What the fuck am I? I seriously think my funny name of the Goodwill Vagina is starting to ring true. Shit I’m not your trainer, I’m not your coach, I’m not your instructor. I’m not your practice. I want some fucking good sex. You know maybe this should be an add on to my business. Sex instructor and I start charging these schlepps for their “encounters” with me. I mean I love my friend to death, he’s awesome, but seriously “making progress”? should I have been grading you? Maybe I should start charging for my “lessons” but then I’d be a hooker. This is insane. And the shitty thing is I’m so nice I actually am going to try again with the doctor. I keep asking myself why. I think it’s because I have a small desire to corrupt him from his Indian heritage and make him dirty. However I did tell him we aren’t having sex for a while, we’re going to go out and I’m going to loosen him up a few times so he stops being such a stiff board around me. His explanation for why he was so weird the last time I was there is as follows: “I’m sorry! I didn’t know I came of like that! I was busy cleaning because I want my place to be clean for you…. Crap! Really sorry! I really liked what we had when I came out to *********, and just driving around and being me around you.” Dude sounds extremely high strung. He needs to party with me a bit. So I think I’m going to find a party this weekend.

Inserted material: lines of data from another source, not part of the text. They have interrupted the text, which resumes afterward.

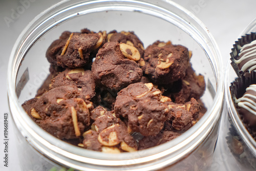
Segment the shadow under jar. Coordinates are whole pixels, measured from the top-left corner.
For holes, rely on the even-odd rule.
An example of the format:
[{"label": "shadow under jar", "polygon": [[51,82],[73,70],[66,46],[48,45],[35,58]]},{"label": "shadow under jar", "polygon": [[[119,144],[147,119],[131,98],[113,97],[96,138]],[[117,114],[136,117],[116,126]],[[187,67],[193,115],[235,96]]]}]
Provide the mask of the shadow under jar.
[{"label": "shadow under jar", "polygon": [[[133,31],[145,47],[160,40],[188,48],[193,53],[190,60],[193,68],[205,80],[206,88],[201,100],[206,113],[178,138],[150,149],[119,154],[83,149],[45,132],[21,105],[35,96],[49,74],[50,65],[45,57],[48,45],[64,31],[79,31],[84,28],[95,31]],[[222,110],[221,59],[218,46],[205,26],[170,1],[72,1],[52,6],[23,31],[9,65],[9,106],[20,142],[17,145],[22,169],[206,169],[211,164]]]}]

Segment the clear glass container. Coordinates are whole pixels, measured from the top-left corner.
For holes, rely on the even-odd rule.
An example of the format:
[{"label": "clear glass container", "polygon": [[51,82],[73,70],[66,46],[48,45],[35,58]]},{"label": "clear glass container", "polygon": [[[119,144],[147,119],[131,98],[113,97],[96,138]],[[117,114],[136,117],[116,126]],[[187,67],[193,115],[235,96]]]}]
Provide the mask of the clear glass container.
[{"label": "clear glass container", "polygon": [[[256,32],[256,18],[238,37]],[[234,41],[237,40],[234,40]],[[232,45],[230,45],[232,48]],[[231,52],[231,48],[230,48]],[[256,169],[256,142],[241,121],[233,103],[229,87],[238,77],[231,65],[227,62],[225,76],[225,99],[227,109],[223,112],[220,133],[223,142],[220,142],[222,157],[226,160],[227,170],[255,170]],[[227,164],[228,163],[228,164]]]},{"label": "clear glass container", "polygon": [[[156,40],[186,46],[191,62],[205,77],[202,97],[207,111],[185,133],[160,145],[134,153],[104,154],[63,142],[45,132],[21,104],[35,96],[49,74],[48,46],[60,33],[133,31],[144,47]],[[10,111],[24,170],[205,170],[218,137],[224,86],[221,57],[207,28],[182,7],[166,1],[65,1],[36,17],[15,42],[8,71]]]}]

But seriously why can’t I find another man whore who’s available more. Is a nice guy, gets to know me, AND is good in bed without needing to be shown what to do. I’ve been asking that for four years. I found the Illinois guy but he had his own issues. So he wasn’t the right fit either. Now I’m just annoyed and frustrated. It’s not that hard to please me in bed. I just need you to not have to wash your hands after you have them inside my vagina, and I need you to not need instructions every five seconds. I really am not that difficult to please in bed. Actually I’m not even all that fantastic. I don’t like getting on top! I mean how good can I be when I don’t even like to do the work 😉 I can give an awesome blow job though, that I won’t deny. I’m going to start telling people I work at McDonald’s. Who am I kidding. I get a secret thrill out of dropping the bomb when I say what I do for a living. It’s a little fun thing I like to do out at the bar lol. But then later when they are stupid in bed I kick myself for not acting like I’m a dumbass in bed. I wonder if I would have more luck if I laid there and didn’t make a sound or move. I should try that some time.